Monday, March 9, 2009

Dependency Mission 05

If we are going to support a particular mission program that works with the poor one of the things we should research is whether or not they are creating dependency in their efforts to lift people out of poverty. We can certainly help someone out of poverty by simply giving them an unending source of money. But then we have only made them dependent upon us for that "lifeline" and it could never go much beyond our own means. It is better if we can give them ways to escape poverty without creating dependency upon rare outside sources.

If you give a man a fish you feed him for a day. If you teach a man to fish you feed him for a lifetime.

Do you remember that proverb? It's a good one. Paul teaches us in 2 Thessalonians 3:7-12:

"We were not idle when we were with you, nor did we eat anyone's food without paying for it. On the contrary, we worked night and day, laboring and toiling so that we would not be a burden to any of you. We did this, not because we do not have the right to such help, but in order to make ourselves a model for you to follow. For even when we were with you, we gave you this rule: 'If a man will not work, he shall not eat.' We hear that some among you are idle. They are not busy; they are busybodies.
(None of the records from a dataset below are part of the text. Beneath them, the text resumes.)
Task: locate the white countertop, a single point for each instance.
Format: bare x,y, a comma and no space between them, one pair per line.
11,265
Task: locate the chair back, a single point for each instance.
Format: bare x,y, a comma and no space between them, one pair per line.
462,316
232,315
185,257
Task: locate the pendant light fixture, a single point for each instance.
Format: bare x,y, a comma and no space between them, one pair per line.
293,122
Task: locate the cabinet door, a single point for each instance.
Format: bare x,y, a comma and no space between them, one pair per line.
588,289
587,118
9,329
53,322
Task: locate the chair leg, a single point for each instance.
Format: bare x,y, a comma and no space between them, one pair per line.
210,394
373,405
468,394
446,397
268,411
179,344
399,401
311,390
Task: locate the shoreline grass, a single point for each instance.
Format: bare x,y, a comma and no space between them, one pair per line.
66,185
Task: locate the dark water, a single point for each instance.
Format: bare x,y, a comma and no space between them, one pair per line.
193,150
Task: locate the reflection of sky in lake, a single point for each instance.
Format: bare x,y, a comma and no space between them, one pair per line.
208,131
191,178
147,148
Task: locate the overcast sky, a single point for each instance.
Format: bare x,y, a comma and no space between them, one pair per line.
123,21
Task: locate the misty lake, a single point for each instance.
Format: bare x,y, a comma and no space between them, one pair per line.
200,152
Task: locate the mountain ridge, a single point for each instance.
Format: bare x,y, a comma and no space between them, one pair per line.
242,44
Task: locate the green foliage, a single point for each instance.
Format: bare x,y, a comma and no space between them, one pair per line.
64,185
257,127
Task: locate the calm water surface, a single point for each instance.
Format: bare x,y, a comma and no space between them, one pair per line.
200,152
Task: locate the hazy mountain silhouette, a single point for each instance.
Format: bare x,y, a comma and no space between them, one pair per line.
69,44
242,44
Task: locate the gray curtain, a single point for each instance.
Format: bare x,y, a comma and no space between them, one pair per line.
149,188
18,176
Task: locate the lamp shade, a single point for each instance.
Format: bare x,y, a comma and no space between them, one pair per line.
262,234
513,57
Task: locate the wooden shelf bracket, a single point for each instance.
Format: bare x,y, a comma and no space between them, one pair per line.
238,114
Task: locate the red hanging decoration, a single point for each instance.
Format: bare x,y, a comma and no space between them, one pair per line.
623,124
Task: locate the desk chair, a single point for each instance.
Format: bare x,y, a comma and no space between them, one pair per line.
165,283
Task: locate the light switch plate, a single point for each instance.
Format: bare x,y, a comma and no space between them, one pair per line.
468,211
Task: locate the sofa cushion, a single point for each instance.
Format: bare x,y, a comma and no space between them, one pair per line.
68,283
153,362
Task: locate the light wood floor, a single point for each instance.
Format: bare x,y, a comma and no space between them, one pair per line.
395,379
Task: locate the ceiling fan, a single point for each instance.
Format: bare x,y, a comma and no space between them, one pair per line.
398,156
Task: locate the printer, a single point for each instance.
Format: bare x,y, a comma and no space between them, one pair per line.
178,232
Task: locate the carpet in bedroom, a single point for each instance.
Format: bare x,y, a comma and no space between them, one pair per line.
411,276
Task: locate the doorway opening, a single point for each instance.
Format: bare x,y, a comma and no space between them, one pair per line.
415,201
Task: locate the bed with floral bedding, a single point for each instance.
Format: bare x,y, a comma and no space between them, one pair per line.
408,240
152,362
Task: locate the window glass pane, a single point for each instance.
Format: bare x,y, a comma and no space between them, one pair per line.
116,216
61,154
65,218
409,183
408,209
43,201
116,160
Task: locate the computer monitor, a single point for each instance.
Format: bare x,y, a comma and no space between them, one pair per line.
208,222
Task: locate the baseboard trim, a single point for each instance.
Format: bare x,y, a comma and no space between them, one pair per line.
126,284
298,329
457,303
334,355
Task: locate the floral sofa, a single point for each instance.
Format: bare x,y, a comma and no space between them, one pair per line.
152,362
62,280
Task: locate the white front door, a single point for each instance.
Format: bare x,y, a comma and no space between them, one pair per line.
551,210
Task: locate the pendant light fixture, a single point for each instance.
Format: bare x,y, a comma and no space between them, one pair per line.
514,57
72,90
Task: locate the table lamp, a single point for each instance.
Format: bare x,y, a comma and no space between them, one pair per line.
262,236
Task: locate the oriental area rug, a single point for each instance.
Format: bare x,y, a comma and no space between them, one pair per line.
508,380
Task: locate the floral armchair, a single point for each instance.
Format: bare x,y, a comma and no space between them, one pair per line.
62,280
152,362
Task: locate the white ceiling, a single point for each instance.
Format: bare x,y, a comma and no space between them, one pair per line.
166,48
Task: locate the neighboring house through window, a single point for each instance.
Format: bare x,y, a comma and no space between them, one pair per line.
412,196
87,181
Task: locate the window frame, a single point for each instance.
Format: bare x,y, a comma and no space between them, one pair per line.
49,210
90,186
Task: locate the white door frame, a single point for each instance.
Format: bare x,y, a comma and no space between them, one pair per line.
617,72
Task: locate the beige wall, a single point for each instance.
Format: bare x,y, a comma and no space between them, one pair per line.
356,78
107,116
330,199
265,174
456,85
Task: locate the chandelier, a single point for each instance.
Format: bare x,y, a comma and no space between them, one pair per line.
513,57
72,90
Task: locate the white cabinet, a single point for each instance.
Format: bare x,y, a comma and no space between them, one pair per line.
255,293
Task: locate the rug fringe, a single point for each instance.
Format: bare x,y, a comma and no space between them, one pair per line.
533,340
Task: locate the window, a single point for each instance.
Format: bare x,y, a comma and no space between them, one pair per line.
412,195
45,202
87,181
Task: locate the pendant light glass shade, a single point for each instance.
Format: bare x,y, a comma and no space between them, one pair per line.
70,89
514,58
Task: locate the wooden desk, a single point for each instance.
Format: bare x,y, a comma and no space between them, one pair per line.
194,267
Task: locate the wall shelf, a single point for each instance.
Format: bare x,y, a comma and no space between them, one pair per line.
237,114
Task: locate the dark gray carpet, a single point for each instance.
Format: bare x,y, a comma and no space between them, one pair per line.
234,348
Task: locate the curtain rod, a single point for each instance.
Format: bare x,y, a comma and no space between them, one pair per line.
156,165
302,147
Such people we command and urge in the Lord Jesus Christ to settle down and earn the bread they eat."

He also says in 1 Thessalonians 4:11-12:

"Make it your ambition to lead a quiet life, to mind your own business and to work with your hands, just as we told you, so that your daily life may win the respect of outsiders and so that you will not be dependent on anybody."

Paul's goal is not that people would simply become recipients of missionary's help, but that they would be better workers than before, because of their faith, and that they would be able to contribute, not just consume.

Many people talk about two types of mission work--helping people spiritually (evangelism, discipleship, church planting, etc.) and helping people physically (relief efforts, feeding programs, micro financing, agriculture, water systems, etc.) And we tend to think of dependency in the realm of physical help. But dependency can happen in two ways:

1) Making people dependent upon us for their physical needs.
2) Making people dependent upon us for the spiritual needs.

If we do a program where we feed people--Are there ways to help them to be able to feed themselves?

If we do a church plant where we teach/preach to people--Are there ways to train a few to be able to teach themselves?

If we send out national evangelists and support them with our funds--Are there ways to help them to be able to support themselves or for the local churches to be able to support them?

These are the questions and issues we must address to get around creating dependency.

Tomorrow I'll attempt to answer the question: "What's wrong with dependency? If we are doing something to help people, isn't that a good thing?"

1 comment:

  1. I have 2 kids. With my first child, I instinctively helped with everything, the second, for many reasons, was simply more independent. Because my first child became used to dependency, we have all had to unlearn some bad habits, and it can be frustrating and painful at times. Teaching dependence on anyone or anything but God is a losing proposition.